An international study has found Australia's performance has slipped backwards in terms of how well migrants integrate in their new countries.

Between 2010 and 2014, Australia's score on the Migrant Integration Policy Index (MIPEX) dropped by one point overall.

Jessica Kinsella from The Australian National University (ANU) helped collate the Australian data, which focuses on providing migrants with the same rights, responsibilities and opportunities as non-migrants.

"The fact that Australia's policies are deemed less favourable for integration is disquieting given it is vital for social cohesion and ongoing prosperity," Ms Kinsella said.

"We spend a lot of time on who we keep out and who we let in but it is just as important to look at policies affecting migrants already in Australia and the process of settling here."

Thomas Huddleston of the Migration Policy Group in Brussels, which compiles the index scores from 38 countries, has been tracking international performance since 2006.

"Losing the point on the MIPEX scale in 2013 raises questions about the future direction of Australia's traditionally inclusive integration policies," Mr Huddleston said.

Australia was ranked eighth out of the 38 countries.

Ms Kinsella said the MIPEX project identified eight areas of policy which experts believe impact upon the integration of migrants.

Australia received lower scores in two areas of the index which impact how successfully migrants settle into the country - family reunification and access to long-term residence.

In the 2014 study Australia's score on how governments are facilitating migrants to reunite with family has dropped by almost 15 per cent from 68 to 54.

"The result is due to the cap placed on numbers of visas available for sponsoring parents and grandparents and dependent adult children, which in effect renders these visas practically unavailable,'' Ms Kinsella said.

Australia's score dropped from 57 to 54 when it comes to how governments facilitate access to permanent residence. 

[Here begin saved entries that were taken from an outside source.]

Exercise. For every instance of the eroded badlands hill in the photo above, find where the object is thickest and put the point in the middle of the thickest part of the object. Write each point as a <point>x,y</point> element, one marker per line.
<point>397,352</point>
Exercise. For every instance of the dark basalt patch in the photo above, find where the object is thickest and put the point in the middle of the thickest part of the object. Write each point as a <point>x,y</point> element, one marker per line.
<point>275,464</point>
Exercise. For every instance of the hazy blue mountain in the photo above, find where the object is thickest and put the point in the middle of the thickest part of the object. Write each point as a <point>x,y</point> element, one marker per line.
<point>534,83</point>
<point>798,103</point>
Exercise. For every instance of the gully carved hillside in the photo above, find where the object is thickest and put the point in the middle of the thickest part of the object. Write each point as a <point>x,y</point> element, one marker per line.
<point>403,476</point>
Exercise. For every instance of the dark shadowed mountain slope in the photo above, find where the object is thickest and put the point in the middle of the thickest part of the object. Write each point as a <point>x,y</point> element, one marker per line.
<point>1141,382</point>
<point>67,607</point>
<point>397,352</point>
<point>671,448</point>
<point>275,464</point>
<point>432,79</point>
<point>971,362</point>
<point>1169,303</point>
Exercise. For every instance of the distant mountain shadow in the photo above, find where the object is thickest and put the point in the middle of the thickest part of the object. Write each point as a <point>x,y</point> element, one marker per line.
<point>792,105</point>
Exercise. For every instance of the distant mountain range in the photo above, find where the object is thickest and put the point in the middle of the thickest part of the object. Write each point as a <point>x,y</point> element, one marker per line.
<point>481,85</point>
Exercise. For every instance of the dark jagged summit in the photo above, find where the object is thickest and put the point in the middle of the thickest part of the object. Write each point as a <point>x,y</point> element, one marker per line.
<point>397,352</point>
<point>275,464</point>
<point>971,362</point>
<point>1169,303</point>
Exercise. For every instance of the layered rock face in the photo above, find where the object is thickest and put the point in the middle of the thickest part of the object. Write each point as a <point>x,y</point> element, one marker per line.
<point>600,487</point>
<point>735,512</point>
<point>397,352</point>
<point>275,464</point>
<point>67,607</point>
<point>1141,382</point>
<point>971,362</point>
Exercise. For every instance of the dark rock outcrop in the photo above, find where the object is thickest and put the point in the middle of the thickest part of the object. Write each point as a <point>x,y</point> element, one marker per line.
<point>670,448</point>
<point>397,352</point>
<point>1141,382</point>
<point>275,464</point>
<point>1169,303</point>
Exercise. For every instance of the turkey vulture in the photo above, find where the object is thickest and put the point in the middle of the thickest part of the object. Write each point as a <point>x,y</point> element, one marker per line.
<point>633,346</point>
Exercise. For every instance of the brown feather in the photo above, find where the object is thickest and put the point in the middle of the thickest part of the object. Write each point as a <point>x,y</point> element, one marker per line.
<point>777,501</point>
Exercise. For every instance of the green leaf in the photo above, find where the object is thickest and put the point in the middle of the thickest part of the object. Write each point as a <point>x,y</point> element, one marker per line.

"This is due to the fact that fewer people are eligible for permanent residency; time spent studying in Australia as an international student no longer provides a direct pathway to permanent residence," she said.

"Australia is a nation built on migration and our policies are not placing enough importance on enabling migrants to settle properly."

The MIPEX measures policies in European Union member states, Australia, Canada, Iceland, Japan, South Korea, New Zealand, Norway, Switzerland, Turkey and the United States.

The latest results and Australian country profile are available on the MIPEX website.